This week on the Adeline & Lumiere Blog we’re (pre) celebrating St Patricks Day! With that in mind, I thought I’d use a recipe that was given to me by my Aunty when I visited Ireland a few years ago. I had the best time in the Emerald Isle and with Fitzgerald as my surname, I felt right at home!
It was a few years ago, it still remains one of the best trips I’ve been on. Trekking through the Killarny National Park, walking up Mt Brandon (2nd highest mountain in Ireland… on the worst Irish Whiskey hangover of all time), ‘kissing the Blarney Stone’ and staying with the most welcoming and hospitable family on Earth, were among some of Ireland’s most memorable moments. We stayed on my Aunty & Uncle’s beautiful farm. Complete with horses, pheasant-hunting dogs and cooking on the Aga!… ahhh, what a life!

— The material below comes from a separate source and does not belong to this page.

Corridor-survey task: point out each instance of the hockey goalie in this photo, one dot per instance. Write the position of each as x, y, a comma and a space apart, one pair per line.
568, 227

So, back to the cake. This Irish Tea Cake is commonly called Brack. It’s soaked in tea overnight so it’s deliciously moist. The recipe has not one ounce of fat in it, lucky, because Brack is best served slathered in butter. I swear to this day, Irish butter is the best in the world. I couldn’t find any at the supermarket but I found the next best thing… Tasmanian Butter! Big thanks to my Aunty Jan for this recipe (off the top of her head too!).
Brack tastes best slathered with fresh butter and a nice cup of tea :)
500g mixed fruit
400ml strong black tea
500g self raising flour
500g brown sugar
1 tsp mixed spice
1. Preheat oven to 170ºC.
2. Soak mixed fruit and peel in the strong black tea overnight or for at least four hours.
3. Add flour, sugar and egg and beat until well incorporated.
4. Pour mixture into a 25x25cm tin, cover with tin foil and bake for 1.5 hours.